Transition in HA model: a fast method

I attach an interesting paper of Boar and Midrigan, “Efficient Redistribution”.

In the numerical appendix they explain the method they use for solving for the transition. They use a method from a math paper “Globally convergent AA-I for non-smooth non-expansive fixed-point iterations”. I quote from their paper:

“Computing the transition dynamics requires iterating over a sequence of interest
rates and lump-sum transfers during the transitions. This system is typically solved using
a fixed point method, which is notoriously slow and unreliable. We achieved a significant
speed gain and stability by employing the globally convergent Type-I Anderson acceleration
algorithm in Zhang et al. (2018).”

You can find the code (of the math paper, not Boar and Midrigan’s) here:

Looks worth it to look at.

1 Like

Toolkit currently does the “Computing the transition dynamics requires iterating over a sequence of interest rates and lump-sum transfers during the transitions. This system is typically solved using a fixed point method, which is notoriously slow and unreliable.”

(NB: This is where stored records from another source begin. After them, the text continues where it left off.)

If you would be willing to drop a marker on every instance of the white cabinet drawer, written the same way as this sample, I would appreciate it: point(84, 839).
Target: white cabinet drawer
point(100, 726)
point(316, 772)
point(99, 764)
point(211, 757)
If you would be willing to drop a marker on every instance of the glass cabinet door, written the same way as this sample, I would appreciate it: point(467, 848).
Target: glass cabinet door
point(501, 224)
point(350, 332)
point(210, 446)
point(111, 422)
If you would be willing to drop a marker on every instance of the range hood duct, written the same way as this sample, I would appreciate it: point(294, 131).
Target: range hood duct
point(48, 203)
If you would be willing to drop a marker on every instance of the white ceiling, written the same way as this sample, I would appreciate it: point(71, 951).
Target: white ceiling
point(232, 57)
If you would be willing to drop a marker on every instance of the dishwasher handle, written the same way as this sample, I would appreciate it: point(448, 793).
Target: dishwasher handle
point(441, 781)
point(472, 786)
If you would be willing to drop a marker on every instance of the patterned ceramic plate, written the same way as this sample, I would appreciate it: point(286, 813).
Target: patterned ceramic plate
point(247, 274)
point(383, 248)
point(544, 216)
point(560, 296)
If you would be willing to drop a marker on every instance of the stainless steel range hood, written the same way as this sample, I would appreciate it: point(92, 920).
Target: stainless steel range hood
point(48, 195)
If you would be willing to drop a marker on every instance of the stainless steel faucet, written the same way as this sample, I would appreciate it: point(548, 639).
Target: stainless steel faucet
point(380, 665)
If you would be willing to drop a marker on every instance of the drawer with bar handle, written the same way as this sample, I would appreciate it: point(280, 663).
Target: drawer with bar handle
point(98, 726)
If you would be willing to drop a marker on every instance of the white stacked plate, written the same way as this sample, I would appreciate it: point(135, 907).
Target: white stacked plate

I am currently working on overhauling the OLG transition paths (putting in divide-and-conquer) so will definitely try and run some tests using this method.

I certainly agree with them about the notoriously unreliable part! Shooting-algorithms regularly misfire for transition paths.

1 Like

For completeness, here is the code for Boar and Midrigan. This is the AER:Insights paper, not the JME but the algorithm is the same. The relevant folder is Model/nonlinear/andersen

https://www.openicpsr.org/openicpsr/project/178401/version/V1/view

Great! The Boar and Midrigan model is infinite horizon, but the Anderson acceleration algorithm is a generalization of the shooting method, so it should be useful for OLG transitions as well.

1 Like

Link to the published version:
Zhang et al (2020) - Globally Convergent Type-I Anderson Acceleration for Nonsmooth Fixed-Point Iterations
https://doi.org/10.1137/18M1232772

1 Like

Thought I would write out the main idea from Zhang, O’Donoghue & Boyd (2020), as applied to transition paths.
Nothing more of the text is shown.